By John Ambro 5/22/2010
“Having eyes do you not see? And having ears do you not hear?” (Mark 8:18) These should be frightening words from Christ. In today's Christendom we have many that fail to see Christ as what He claimed to be, the New Covenant. Christ established a New Covenant among His people (both Jew and Gentile). Not only did the New Covenant bring a completion of the previous covenants but it brought full illumination to shine on the shadows of the Scriptures (the Old Testament). Christ as the New Covenant has Himself established the proper interpretive hermeneutic in which we must use to interpret the whole cannon of Scripture. The New Covenant of Christ reshapes the hermeneutical grid that the Old Testament was interpreted through. Christ and the Apostles used ALL of the scriptures to show the unbelieving and blinded that Christ was there (Luke 24). This is nothing “new” as some would claim, it has been that was from the foundation of the world (Gen 3:15). If Christ and the Apostles reasoned from the Old Testament scriptures that Christ was the Messiah and the fulfillment of the covenants, then shouldn't we do the same?
There are those that do not (or do not want to) see Christ in the Old Testament, and in doing so do themselves a disservice and also a discredit to Christ. Sure they will say that there are “prophetic illusions” to Christ in the Old Testament, as in Is. 53, Ps.110, Is. 11, etc... but they stop there. They don't see Christ within the whole of the Old Testament, but they rather see Israel as the main theme throughout it all. But Christ is not the “team's” water boy, going here and there where we see short little glimpses of Him doing some remedial task while waiting for the incarnation. No, we see Him as the Quarterback, the one calling the plays, organizing the players to reach the final goal of redemption for all of those in the stands, for the cheerers and the jeerers. We see throughout the whole of scripture archetypes of Christ. From Adam, to Noah, to Moses, Joseph, David, etc... all dimly lit signposts showing the redemptive path that points to Christ. Using an Israel-centric hermeneutic in order to interpret the Old Testament leaves one wanting more, as someone panting for water as they wander through the desert. When an Israel-centric hermeneutic is used, the foundational “theme” of the OT becomes Israel and not the redemptive plan of God. It removes God from the focus placing Him on a dusty shelf to be brought out when it is suits our needs. Israel is not the unifying theme of the scriptures, the unifying theme that runs through the whole cannon of scripture is redemption for those that God has called, in the Christ.

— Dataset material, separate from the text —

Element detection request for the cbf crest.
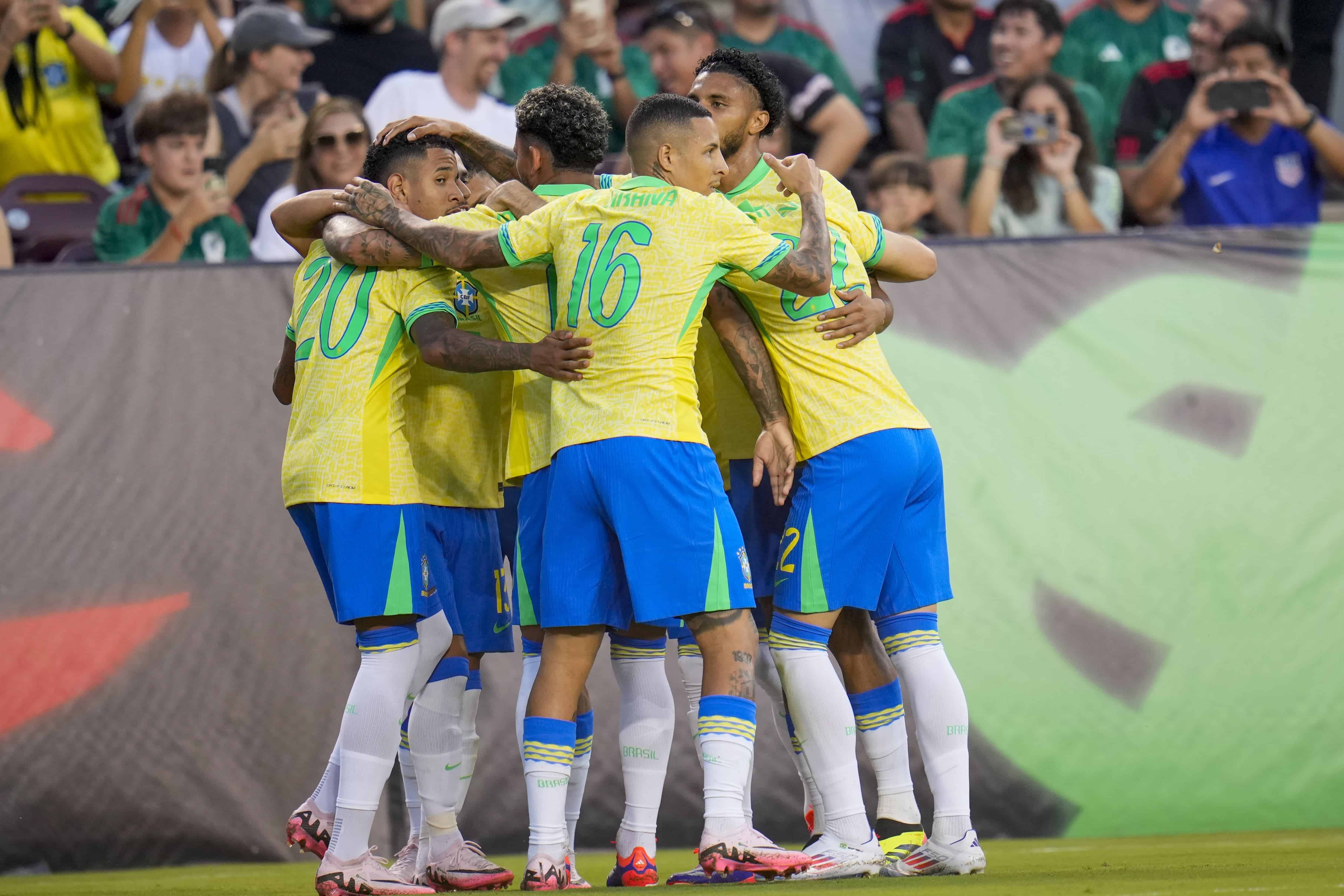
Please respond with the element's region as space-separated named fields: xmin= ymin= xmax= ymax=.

In order for one to bring God back to the focus one must see the redemptive foundation that is throughout the Old and New Testaments. The whole redemptive plan for God's people is worked out and completed through and in Christ in the Old and New (Heb. 11:24-29). One only has to look into the first chapter of Genesis to realize that Christ is and the active participant in the redemptive story. We see Christ at creation, Gen.1:26 and John 1:1ff., and more importantly we see Christ in Genesis 3:15 which is the first covenant that God makes to man and it involves Christ, the skull crusher, the serpent destroyer, as a promise to redeem His people. It involves the redemptive plan of God to bring His Messiah to the pivot point of human history. “The meaning of truth and reality is thus asserted to reside in the Christ.” (GSH, pg. 81) Not only is Christ a participant of the redemptive story He is the culmination of the redemptive story, the fulfiller of the story, and ultimately He is the Author of it all.